Vegetable Shortages Possible Due to High Electricity and Gas Prices

Rising electricity and gas prices will affect agricultural crops grown during the winter in heated greenhouses, such as tomatoes, peppers and cucumbers.

Vegetable growers in Europe are considering halting production due to the financial blow dealt to them by the European energy crisis, raising the costs of greenhouse cultivation and refrigerated storage.

Rising electricity and gas prices will affect agricultural crops grown during the winter in heated greenhouses, such as tomatoes, peppers and cucumbers, but also those that need to be stored in cold storage, such as apples, onions or endive.

Emmanuel Lefebvre produces thousands of tons of endive annually on a farm in northern France, but this year he may give up production because of crippling energy costs needed to cool the harvested heads.

Growing endive requires a particularly large amount of energy. After being harvested in the autumn, the heads are stored at below-zero temperatures and then replanted in temperature-controlled spaces to enable year-round production.

“We are really wondering whether we will harvest what is in the fields this winter,” Lefebvre told Reuters. European farmers are warning of possible shortages. The expected blow to production and price surge could prompt supermarkets to source more agricultural products from warmer countries, such as Morocco, Turkey, Tunisia and Egypt.
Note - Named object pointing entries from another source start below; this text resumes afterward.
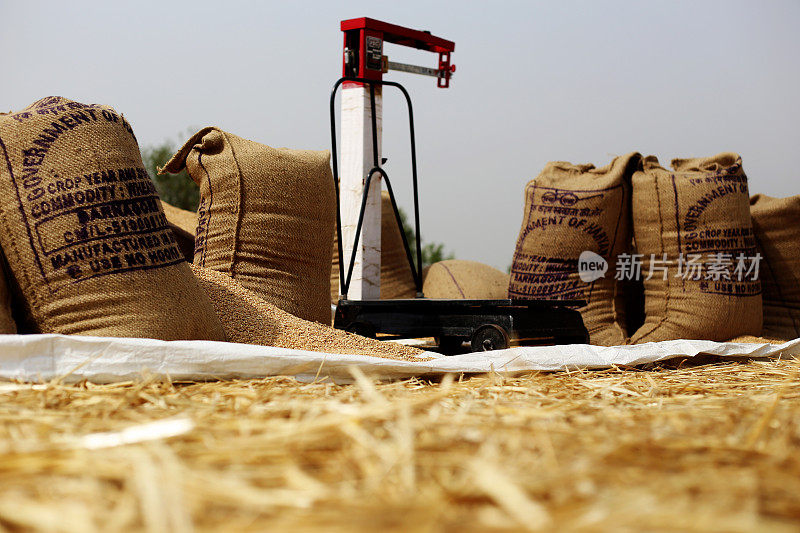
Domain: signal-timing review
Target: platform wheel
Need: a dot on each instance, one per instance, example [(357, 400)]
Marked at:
[(488, 338), (361, 328)]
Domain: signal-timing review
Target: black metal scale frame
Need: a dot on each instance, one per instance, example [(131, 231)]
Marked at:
[(416, 270), (486, 324)]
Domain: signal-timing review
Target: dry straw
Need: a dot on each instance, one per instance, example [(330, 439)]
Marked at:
[(692, 448)]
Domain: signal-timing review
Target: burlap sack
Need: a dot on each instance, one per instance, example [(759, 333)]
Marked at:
[(776, 223), (86, 240), (692, 215), (397, 281), (183, 224), (7, 324), (459, 279), (572, 210), (266, 217), (249, 319)]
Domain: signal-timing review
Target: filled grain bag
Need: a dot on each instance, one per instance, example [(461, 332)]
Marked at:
[(249, 319), (183, 224), (776, 223), (83, 231), (397, 281), (692, 228), (459, 279), (575, 225), (7, 324), (266, 217)]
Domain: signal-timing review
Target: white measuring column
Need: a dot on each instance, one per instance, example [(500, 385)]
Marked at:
[(356, 161)]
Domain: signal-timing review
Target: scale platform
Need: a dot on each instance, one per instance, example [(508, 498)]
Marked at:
[(485, 324)]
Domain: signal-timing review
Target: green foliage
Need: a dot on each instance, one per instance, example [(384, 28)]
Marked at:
[(432, 252), (176, 189)]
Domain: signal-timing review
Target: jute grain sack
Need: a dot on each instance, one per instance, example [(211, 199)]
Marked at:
[(86, 239), (266, 217), (249, 319), (572, 213), (690, 227), (459, 279), (183, 224), (776, 223), (397, 281), (7, 324)]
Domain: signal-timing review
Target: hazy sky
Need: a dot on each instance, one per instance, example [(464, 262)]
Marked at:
[(536, 81)]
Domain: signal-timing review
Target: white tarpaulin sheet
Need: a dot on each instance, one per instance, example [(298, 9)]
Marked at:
[(40, 358)]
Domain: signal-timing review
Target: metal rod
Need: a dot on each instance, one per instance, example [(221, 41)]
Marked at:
[(415, 69), (416, 270)]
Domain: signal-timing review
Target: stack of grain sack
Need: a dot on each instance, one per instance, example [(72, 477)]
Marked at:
[(455, 279), (680, 241), (88, 249)]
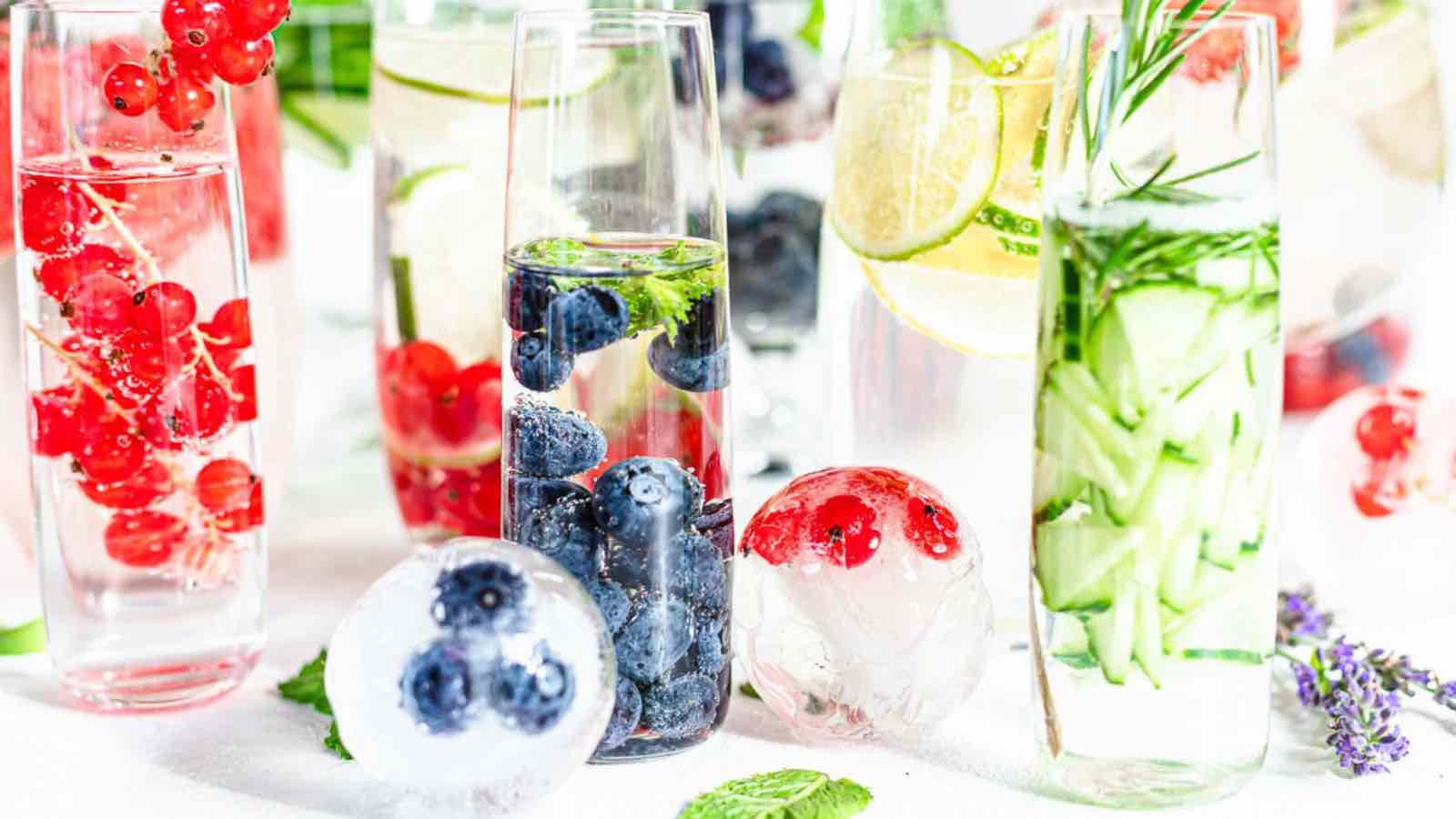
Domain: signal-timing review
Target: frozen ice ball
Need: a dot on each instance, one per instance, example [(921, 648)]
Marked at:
[(863, 611), (480, 666)]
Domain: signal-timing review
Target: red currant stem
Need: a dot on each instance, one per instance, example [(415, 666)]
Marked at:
[(211, 366), (79, 373), (145, 256)]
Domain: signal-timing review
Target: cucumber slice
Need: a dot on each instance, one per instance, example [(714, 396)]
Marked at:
[(1069, 442), (1077, 562), (1148, 636), (1110, 634), (1148, 331)]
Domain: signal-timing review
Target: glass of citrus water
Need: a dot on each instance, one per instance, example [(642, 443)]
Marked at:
[(928, 273)]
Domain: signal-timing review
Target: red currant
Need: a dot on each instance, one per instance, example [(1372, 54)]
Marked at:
[(56, 423), (99, 307), (111, 452), (130, 87), (225, 484), (58, 274), (165, 309), (142, 490), (472, 405), (257, 18), (230, 327), (244, 63), (184, 102), (1387, 430), (143, 540), (194, 25), (245, 383), (53, 216), (193, 410)]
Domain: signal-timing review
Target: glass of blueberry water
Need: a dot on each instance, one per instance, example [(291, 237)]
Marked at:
[(616, 392)]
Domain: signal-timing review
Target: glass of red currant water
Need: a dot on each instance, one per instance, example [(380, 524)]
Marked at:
[(142, 385), (615, 309)]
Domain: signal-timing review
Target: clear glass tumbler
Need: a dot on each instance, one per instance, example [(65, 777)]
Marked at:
[(616, 332), (1158, 401), (133, 288)]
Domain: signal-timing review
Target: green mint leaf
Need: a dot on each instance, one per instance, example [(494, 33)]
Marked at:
[(813, 29), (334, 743), (306, 687), (28, 639), (783, 794)]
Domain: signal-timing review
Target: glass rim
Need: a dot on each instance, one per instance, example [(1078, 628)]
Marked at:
[(564, 16)]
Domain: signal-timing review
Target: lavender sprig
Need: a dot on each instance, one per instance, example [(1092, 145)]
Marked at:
[(1358, 687)]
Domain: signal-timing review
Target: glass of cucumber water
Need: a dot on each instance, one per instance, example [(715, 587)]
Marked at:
[(1158, 402)]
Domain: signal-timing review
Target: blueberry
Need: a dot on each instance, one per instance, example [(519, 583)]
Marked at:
[(612, 601), (587, 318), (538, 366), (696, 571), (625, 716), (526, 494), (655, 637), (548, 442), (717, 523), (567, 532), (682, 707), (766, 70), (711, 656), (436, 688), (528, 298), (487, 595), (684, 370), (1363, 353), (647, 500), (533, 697)]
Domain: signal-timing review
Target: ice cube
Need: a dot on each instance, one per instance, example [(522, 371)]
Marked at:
[(480, 668), (863, 606)]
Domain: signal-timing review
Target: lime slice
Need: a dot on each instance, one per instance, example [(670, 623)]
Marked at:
[(982, 315), (324, 126), (916, 150)]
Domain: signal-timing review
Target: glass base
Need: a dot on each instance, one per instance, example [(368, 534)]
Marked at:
[(1143, 783), (157, 688)]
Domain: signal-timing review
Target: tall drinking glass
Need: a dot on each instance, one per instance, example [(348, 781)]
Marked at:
[(1158, 404), (616, 327), (133, 290)]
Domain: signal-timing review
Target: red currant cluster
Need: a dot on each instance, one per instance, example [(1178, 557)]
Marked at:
[(230, 40), (443, 436), (1387, 436), (147, 387)]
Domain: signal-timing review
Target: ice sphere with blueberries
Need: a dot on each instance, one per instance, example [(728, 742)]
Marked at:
[(863, 611), (1375, 487), (480, 668)]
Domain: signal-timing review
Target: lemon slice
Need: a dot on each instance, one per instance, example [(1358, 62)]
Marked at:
[(916, 150), (990, 317)]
The biggest cost item for greenhouse vegetable growers is gas, farmers say. Prices are more than 10 times higher than in 2021, they complain in France.

“In the coming weeks I will plan the season, but I don’t know what I will do,” said Benjamin Simonot-De Vos, who grows cucumbers, tomatoes and strawberries south of Paris. “If it stays like this, there is no point in starting another year. It is unsustainable,” he added.

In addition to expensive energy, farmers’ profits are also threatened by the ever-rising costs of fertilizer, packaging and transport.

Even fruit and vegetable growers in sunny countries such as Spain are having problems, primarily with fertilizer costs, which have risen by a quarter.

Jack Ward, executive director of the British Growers Association, believes that production will move ever farther south, beyond Spain to Morocco and parts of Africa.